Tak Terduga! WTO Kalahkan RI dari Uni Eropa Gara-gara Ini

Rindi Salsabilla Putri, CNBC Indonesia
Sabtu, 04/03/2023 21:10 WIB
Foto: WTO (Photo by FABRICE COFFRINI/AFP via Getty Images)

Jakarta, CNBC Indonesia - Organisasi Perdagangan Dunia, WTO memutuskan mendukung Uni Eropa (UE) terkait gugatan larangan ekspor bijih nikel Indonesia. Staf Khusus Menteri Perdagangan Bidang Perjanjian Perdagangan Internasional, Bara Krishna Hasibuan menjelaskan, belum matangnya industri hilir di Indonesia menjadi dasar WTO memenangkan gugatan UE.

Pemerintah dinilai tidak bisa menjelaskan alasan kebijakan ini diambil untuk mendukung industrialisasi di Indonesia.

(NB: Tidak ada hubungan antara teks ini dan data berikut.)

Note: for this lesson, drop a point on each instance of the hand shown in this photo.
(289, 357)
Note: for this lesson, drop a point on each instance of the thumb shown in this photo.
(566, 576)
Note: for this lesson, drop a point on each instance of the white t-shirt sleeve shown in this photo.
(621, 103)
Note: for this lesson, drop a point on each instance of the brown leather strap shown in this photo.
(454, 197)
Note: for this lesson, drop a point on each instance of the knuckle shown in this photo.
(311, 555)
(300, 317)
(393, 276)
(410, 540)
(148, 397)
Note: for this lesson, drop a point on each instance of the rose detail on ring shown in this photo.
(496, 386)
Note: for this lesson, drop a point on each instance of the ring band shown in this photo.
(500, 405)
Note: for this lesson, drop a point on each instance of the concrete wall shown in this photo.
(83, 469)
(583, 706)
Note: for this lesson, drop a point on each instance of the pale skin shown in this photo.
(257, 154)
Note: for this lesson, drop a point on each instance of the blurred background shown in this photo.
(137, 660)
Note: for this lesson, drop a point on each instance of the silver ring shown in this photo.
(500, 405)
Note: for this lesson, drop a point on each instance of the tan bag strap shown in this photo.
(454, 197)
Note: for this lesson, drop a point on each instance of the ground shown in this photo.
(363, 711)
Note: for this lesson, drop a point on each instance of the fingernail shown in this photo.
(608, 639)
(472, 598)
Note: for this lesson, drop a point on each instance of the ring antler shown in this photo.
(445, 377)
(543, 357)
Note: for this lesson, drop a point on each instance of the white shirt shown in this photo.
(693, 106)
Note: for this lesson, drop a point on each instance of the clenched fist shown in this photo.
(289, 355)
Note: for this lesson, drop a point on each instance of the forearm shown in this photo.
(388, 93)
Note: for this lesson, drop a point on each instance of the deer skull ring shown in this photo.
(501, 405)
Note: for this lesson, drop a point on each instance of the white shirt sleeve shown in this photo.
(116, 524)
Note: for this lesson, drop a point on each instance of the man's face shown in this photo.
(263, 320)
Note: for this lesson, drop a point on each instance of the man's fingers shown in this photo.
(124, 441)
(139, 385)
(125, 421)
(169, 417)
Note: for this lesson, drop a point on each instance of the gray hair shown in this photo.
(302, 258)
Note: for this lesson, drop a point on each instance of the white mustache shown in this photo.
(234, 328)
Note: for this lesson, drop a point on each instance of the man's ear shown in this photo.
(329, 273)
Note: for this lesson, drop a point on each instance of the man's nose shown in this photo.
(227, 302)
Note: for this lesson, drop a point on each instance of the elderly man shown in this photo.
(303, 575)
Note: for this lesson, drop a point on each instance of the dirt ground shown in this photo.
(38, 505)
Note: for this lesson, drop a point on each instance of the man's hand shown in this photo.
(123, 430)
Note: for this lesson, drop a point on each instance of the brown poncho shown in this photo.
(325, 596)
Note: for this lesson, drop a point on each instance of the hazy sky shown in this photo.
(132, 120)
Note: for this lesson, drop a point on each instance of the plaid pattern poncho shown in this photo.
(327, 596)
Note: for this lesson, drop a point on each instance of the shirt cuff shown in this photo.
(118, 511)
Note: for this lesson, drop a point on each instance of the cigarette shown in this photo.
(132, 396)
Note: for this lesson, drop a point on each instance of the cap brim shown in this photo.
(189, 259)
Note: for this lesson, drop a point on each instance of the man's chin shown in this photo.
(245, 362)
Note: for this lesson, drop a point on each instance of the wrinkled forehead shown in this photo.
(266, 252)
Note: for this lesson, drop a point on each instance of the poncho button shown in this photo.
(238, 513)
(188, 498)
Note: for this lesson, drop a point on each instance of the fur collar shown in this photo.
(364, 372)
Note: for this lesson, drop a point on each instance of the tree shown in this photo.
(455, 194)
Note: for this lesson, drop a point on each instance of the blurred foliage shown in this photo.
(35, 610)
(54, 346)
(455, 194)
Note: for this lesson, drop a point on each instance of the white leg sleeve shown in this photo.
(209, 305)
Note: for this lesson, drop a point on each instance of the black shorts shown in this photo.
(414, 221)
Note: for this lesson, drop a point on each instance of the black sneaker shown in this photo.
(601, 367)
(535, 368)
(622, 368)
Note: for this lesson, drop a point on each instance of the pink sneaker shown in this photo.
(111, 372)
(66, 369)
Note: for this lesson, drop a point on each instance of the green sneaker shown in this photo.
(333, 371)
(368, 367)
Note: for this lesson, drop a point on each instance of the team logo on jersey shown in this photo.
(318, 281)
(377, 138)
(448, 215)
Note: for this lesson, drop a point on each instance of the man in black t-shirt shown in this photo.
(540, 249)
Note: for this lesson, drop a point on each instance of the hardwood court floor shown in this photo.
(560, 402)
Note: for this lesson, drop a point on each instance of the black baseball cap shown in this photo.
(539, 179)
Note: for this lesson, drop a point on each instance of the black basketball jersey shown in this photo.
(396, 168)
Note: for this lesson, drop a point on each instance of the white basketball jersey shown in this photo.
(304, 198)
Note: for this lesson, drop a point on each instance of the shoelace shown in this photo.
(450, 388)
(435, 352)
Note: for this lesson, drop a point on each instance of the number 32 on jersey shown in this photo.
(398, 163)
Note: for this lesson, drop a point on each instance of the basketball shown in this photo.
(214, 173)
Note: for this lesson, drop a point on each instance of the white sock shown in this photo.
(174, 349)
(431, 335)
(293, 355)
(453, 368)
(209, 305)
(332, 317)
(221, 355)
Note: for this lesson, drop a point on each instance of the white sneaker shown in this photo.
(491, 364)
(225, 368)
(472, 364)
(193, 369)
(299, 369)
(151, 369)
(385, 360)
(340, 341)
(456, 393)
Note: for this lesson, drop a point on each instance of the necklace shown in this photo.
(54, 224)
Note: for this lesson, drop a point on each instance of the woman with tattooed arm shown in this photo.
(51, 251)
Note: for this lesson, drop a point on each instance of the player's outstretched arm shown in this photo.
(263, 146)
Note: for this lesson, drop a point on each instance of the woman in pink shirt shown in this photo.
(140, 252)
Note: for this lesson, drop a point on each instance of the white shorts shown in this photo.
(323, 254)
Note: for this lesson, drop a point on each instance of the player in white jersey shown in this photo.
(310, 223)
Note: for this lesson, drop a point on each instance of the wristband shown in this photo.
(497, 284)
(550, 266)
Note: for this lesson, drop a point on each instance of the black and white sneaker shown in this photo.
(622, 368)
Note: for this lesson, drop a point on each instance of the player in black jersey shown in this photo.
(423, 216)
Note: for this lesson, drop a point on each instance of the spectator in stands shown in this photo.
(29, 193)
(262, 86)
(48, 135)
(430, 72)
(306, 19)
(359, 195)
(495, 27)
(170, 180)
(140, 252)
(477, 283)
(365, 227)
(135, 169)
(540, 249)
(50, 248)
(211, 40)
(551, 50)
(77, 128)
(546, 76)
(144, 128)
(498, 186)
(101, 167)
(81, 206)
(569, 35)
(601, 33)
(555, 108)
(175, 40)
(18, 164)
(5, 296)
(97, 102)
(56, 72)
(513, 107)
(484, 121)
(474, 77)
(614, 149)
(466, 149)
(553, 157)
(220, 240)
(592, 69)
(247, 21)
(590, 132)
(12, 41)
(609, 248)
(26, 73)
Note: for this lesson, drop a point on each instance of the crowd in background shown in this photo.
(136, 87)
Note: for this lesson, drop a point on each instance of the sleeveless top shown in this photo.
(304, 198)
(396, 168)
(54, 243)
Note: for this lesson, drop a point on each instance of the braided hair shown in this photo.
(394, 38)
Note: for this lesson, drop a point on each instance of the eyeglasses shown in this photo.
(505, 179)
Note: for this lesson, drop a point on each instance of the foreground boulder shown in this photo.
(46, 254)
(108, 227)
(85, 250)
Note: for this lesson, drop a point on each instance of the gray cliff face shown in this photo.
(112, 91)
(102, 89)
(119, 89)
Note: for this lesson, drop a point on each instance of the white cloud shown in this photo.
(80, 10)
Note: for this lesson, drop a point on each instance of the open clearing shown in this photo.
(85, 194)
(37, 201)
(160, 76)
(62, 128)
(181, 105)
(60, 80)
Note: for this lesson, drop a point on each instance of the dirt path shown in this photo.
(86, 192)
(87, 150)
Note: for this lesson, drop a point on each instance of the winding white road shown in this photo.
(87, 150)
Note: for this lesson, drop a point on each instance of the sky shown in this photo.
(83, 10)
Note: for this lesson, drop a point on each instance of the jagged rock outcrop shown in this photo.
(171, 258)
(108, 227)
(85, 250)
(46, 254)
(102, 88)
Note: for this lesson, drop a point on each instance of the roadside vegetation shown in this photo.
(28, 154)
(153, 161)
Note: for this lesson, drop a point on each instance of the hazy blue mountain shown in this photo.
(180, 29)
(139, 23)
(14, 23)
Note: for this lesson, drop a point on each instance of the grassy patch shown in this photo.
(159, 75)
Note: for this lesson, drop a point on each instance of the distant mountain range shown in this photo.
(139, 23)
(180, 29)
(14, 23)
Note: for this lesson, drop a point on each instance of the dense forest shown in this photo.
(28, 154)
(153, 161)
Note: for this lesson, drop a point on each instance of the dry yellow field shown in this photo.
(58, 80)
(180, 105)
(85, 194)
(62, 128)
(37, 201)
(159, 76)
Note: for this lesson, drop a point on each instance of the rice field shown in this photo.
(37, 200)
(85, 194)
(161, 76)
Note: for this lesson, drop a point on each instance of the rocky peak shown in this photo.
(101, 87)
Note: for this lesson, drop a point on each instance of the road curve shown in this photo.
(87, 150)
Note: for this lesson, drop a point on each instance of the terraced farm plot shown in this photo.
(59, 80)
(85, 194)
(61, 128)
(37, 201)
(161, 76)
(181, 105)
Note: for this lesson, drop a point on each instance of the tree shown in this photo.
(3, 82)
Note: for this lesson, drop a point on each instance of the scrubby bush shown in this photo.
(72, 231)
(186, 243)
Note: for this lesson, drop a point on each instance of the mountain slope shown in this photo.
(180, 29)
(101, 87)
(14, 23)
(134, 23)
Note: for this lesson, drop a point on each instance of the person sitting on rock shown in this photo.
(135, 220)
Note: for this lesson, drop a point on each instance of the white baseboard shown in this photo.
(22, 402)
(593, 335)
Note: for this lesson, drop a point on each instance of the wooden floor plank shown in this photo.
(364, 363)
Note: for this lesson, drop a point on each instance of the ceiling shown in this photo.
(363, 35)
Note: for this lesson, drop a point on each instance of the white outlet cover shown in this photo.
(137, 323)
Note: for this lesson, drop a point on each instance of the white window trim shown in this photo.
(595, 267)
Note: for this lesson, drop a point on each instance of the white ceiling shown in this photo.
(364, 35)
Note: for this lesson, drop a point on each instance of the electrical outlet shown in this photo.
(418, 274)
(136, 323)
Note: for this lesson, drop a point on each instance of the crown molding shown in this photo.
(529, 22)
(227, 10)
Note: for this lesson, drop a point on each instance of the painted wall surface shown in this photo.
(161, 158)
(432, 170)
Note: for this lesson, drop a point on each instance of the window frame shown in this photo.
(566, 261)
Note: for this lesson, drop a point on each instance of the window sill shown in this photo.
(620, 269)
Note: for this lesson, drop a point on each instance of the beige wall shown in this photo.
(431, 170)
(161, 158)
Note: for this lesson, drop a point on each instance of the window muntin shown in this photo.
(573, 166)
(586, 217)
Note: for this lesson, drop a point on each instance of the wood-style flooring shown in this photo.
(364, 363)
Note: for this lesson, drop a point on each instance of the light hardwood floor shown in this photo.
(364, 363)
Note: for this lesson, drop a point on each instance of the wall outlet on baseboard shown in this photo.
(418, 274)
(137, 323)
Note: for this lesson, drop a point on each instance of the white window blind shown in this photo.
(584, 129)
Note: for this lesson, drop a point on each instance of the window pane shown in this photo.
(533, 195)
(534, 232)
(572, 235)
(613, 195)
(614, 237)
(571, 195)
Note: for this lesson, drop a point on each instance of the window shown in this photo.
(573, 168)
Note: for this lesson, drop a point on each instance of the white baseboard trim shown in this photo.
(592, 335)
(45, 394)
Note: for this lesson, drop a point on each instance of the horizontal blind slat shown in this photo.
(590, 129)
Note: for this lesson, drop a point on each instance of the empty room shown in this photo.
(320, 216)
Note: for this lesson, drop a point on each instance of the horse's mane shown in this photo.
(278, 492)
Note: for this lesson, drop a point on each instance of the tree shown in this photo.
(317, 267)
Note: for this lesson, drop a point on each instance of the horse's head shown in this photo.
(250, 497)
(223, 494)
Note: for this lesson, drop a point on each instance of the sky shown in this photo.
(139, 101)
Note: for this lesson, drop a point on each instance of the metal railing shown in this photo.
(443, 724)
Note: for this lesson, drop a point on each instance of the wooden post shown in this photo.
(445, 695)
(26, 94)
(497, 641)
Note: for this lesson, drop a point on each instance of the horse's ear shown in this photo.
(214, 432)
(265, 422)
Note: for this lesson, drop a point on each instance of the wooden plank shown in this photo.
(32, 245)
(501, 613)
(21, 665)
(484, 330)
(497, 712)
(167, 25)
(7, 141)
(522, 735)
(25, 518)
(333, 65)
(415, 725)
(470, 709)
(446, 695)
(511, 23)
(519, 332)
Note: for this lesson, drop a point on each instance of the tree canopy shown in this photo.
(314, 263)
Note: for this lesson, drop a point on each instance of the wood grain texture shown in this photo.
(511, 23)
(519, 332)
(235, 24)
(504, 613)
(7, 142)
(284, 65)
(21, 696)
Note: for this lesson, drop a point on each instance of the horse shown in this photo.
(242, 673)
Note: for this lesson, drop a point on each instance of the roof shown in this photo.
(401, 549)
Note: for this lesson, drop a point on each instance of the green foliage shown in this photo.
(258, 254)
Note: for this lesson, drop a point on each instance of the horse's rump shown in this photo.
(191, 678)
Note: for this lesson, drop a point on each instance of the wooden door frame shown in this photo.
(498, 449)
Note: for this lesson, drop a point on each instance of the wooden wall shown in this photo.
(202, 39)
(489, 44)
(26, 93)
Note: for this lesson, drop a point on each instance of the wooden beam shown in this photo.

"Fasilitas pengolahan nikel itu dikatakan belum kuat. Jadi kalau industrinya sudah kuat itu bisa katanya dilakukan larangan ekspor terhadap komoditas," ungkap Bara kepada CNBC Indonesia dikutip Sabtu (4/3/2023).


"Tetapi kita kan juga pada saat sekarang sudah ada industri yang cukup banyak untuk mengolah nikel tersebut, itu sudah kami jelaskan dan itu tidak diterima. Tapi nggak apa-apa, kan kita sudah memutuskan untuk banding," jelasnya.

Meski demikian, pemerintah telah mempersiapkan argumentasi dalam upaya banding kepada WTO melawan Uni Eropa. Salah satunya adalah memastikan bahwa industri hilir dari produk olahan nikel di dalam negeri sudah kokoh.

"Sekarang ini kita betul-betul ngebut untuk memperkuat industri, terutama yang baterai EV. Nanti diharapkan kalau panel banding terbentuk yang diperkirakan 2024 walaupun itu tidak langsung mendengarkan kasus kita karena kasus kita ini ngantri di urutan 25," ujar Bara.

"Jadi, kalau kasus kita didengar tahun 2025 akhir misalnya, itu industri kita kan sudah kuat, jadi kita cukup yakin kalau argumentasi kita bisa diterima," kata dia.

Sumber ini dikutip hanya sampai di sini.